A brief report appeared that evening on Facebook:
- The traffic down Chilkwell St and Bere Lane is appalling and getting worse because of Hinckley C. [Hinkley C is one element but it was also said that both the number and the size of trucks has generally increased over the years].
- Chilkwell Street is technically illegal for these lorries to use [this is a reference to the narrowness of the road near to Chalice Well gardens].
- No-one wants a bypass. End of.
- The consultation process was seriously flawed. Many people didn't get a survey and for those who did, the survey apparently made it look as though a new road was the only option. A data scientist stood up and said that if he'd presented it, he would have been fired.
- Serious pressure needs to be put on MDC [actually Somerset CC] to divert haulage companies (and sat nav companies) because there are other routes, e.g. down to the big arterial A303.
- That pressure probably needs to take the form of direct action, something that Glastonbury is very good at as there are so many activists here.
- There was a call for transparency in the Town Council as to who suggested the survey in its current form, and a declaration of vested interests.
- Vested interest declaration please from James Heappey, who seems heavily invested in a new road/Somerset E/W corridor to the M5 without other options - plus housing and commercial development to [help] pay for the new road, across a level 3 floodplain which is currently owned by other people, several of whom were at the meeting and who do not want to sell or split their land. Do write to your MP.

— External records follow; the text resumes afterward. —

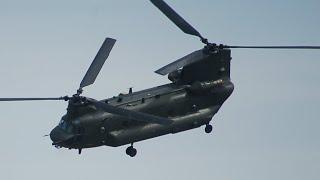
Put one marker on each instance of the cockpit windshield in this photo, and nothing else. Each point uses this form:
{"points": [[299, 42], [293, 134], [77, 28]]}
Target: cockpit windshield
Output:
{"points": [[66, 126]]}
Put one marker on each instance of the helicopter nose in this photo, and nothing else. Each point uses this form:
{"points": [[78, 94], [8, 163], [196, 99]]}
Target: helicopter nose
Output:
{"points": [[59, 135]]}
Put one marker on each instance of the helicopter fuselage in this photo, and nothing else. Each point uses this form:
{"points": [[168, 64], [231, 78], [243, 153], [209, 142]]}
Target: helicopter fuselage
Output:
{"points": [[190, 101]]}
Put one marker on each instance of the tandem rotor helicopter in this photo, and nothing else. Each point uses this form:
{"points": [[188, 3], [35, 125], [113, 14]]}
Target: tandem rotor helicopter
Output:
{"points": [[200, 84]]}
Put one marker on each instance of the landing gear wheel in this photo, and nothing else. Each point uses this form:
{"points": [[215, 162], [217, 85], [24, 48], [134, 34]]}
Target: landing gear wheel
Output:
{"points": [[131, 151], [208, 128]]}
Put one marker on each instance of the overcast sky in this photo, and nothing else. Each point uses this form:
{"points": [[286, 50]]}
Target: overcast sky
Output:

There were apparently ten Town Councillors present, but apart from the Greens who were running the meeting they all kept very quiet. There were a couple of brave HGV drivers who spoke, but their assurance that modern trucks are clean and emission-free carried little credence in the face of people’s actual experience of soot build-up on their window sills and some of their children’s asthma being made worse. There is also the noise, light pollution and on-going damage to the road surface to contend with. Sending all this heavy traffic through Glastonbury is inappropriate or worse.
Neither the MP nor either of Glastonbury & Street’s County Councillors were present, though Liz Leyshon (Lib-Dem) had said she would convey the feelings of this meeting to County Hall. Holly White, from a farming family who own land that would be split in two if the railway line proposal were to go ahead, offered to attend the next County Council meeting and speak for the three minutes allowed to members of the public.

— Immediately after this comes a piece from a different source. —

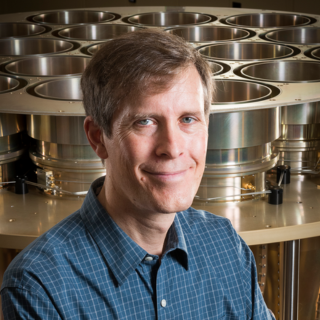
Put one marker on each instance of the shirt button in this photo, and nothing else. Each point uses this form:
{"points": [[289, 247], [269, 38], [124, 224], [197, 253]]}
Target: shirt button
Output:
{"points": [[163, 303]]}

There were also local councilors and members of the public from Pilton, Street, Walton and St Cuthbert Out (around Wells) at the meeting, and a suggestion that they should co-operate rather than working separately. How this could be followed up effectively would be a challenge, but with the right leadership would be well worth taking on.

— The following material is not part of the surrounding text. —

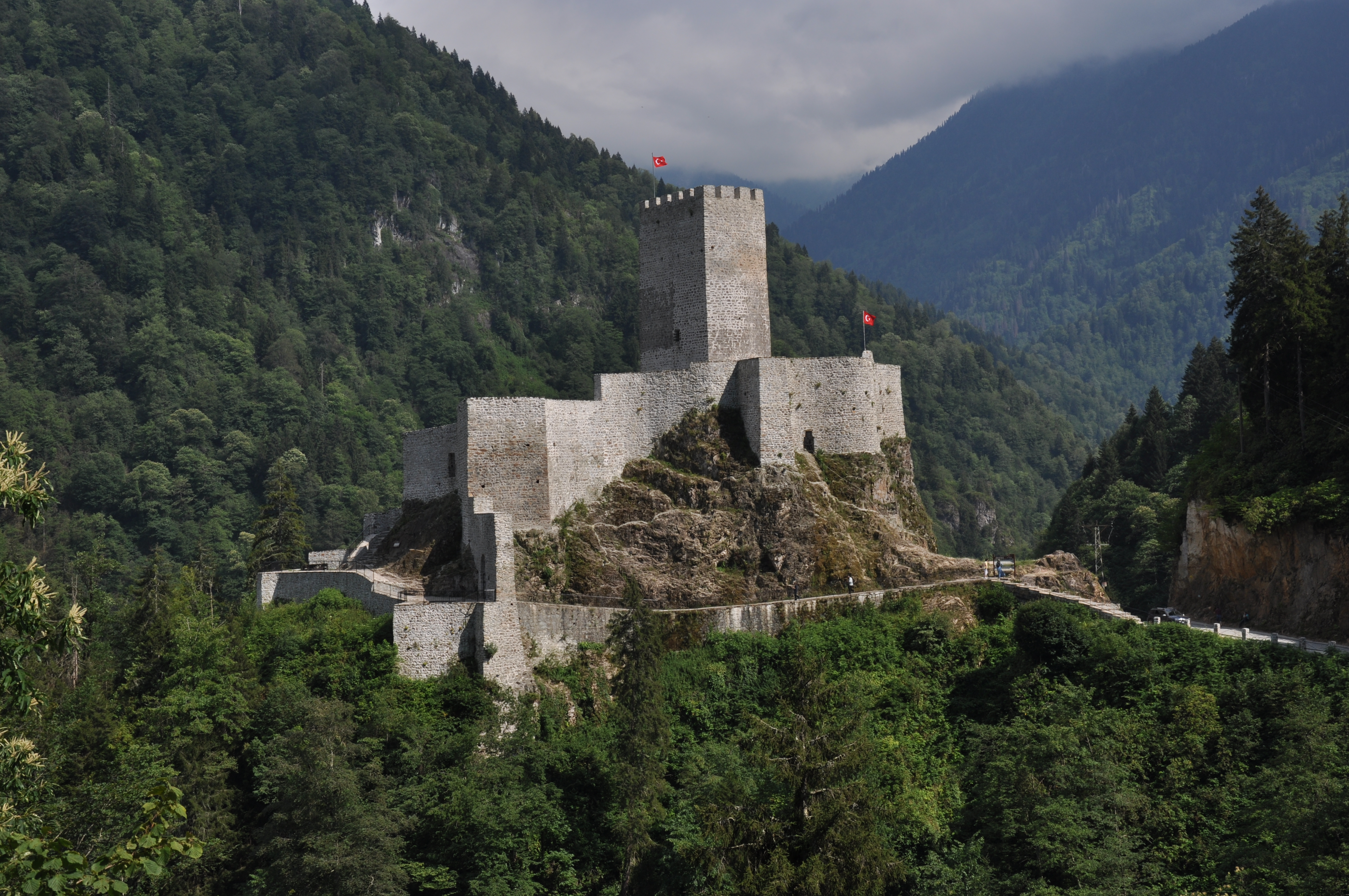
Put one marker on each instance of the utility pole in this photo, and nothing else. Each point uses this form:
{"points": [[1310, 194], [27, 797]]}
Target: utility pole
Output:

Glastonbury’s four remaining Green Party Town Councillors had jointly written a letter to the paper last week, stating their belief that there should be no new road and HGV traffic should be moved to a different route. The meeting strongly supported this stance, and the energy ran high. It seemed very hopeful that they could feel the strength of their own constituency supporting them. One man who said he had voted for Heappey at the last election had decided never to do so again, and one woman who had supported the old railway line route for as bypass in the ‘consultation’ said she had changed her mind as a result of the meeting. Mostly, however, this was alternative Glastonbury empowering itself and perhaps realising its potential political strength.